禁反言にあたる具体的事例として、相続債権者が遺言の内容を知ったのちに相続人に対し、法定相続分による権利行使しかしない旨を明言していたような場合が挙げられています。

このような場合には、相続債権者の行為およびそれにかかる共同相続人の信頼や法律関係の安定性への影響に鑑みて、相続債権者がその後指定相続分に応じた債務の承継を承認し、それにもとづく権利を行使することは許されないとしています。

これに対して、禁反言にあたるような場合をより限定的に解する見解も唱えられています。

後者の立場は、相続分の指定がある場合、相続人は指定相続分に従った債務を承継している以上、原則として相続人が指定相続分に応じた弁済をしなければならないのであって、債権者による指定相続分に従った権利行使を認めることに特段の不都合はないはずであると考えています。
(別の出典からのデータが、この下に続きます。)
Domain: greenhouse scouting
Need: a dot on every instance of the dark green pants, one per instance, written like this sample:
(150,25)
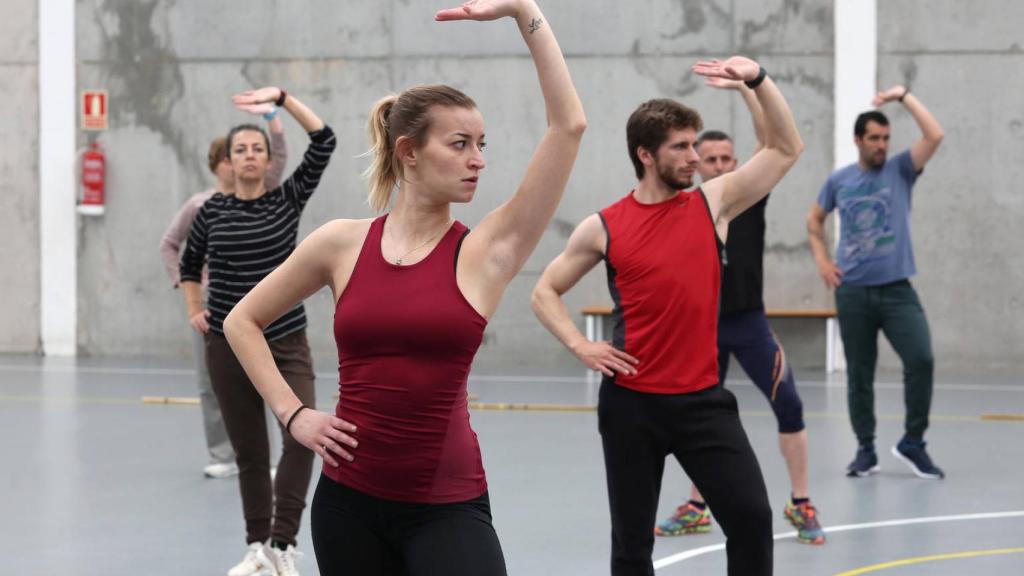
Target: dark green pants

このような理解は、相続分の指定がある場合において相続人は指定相続分に応じた債務を承継し、負担していることを出発点としている点において、本条の理論構成のうち、対抗不能構成に親和的であると捉えることができます。

求償関係

相続債権者が法定相続分にもとづき、共同相続人に対し権利行使をしたのち、指定相続分の割合を超えて債務の支払いをした相続人は、指定相続分を超える範囲ではこれによって利益を受ける相続人に対し、求償権を行使することができます。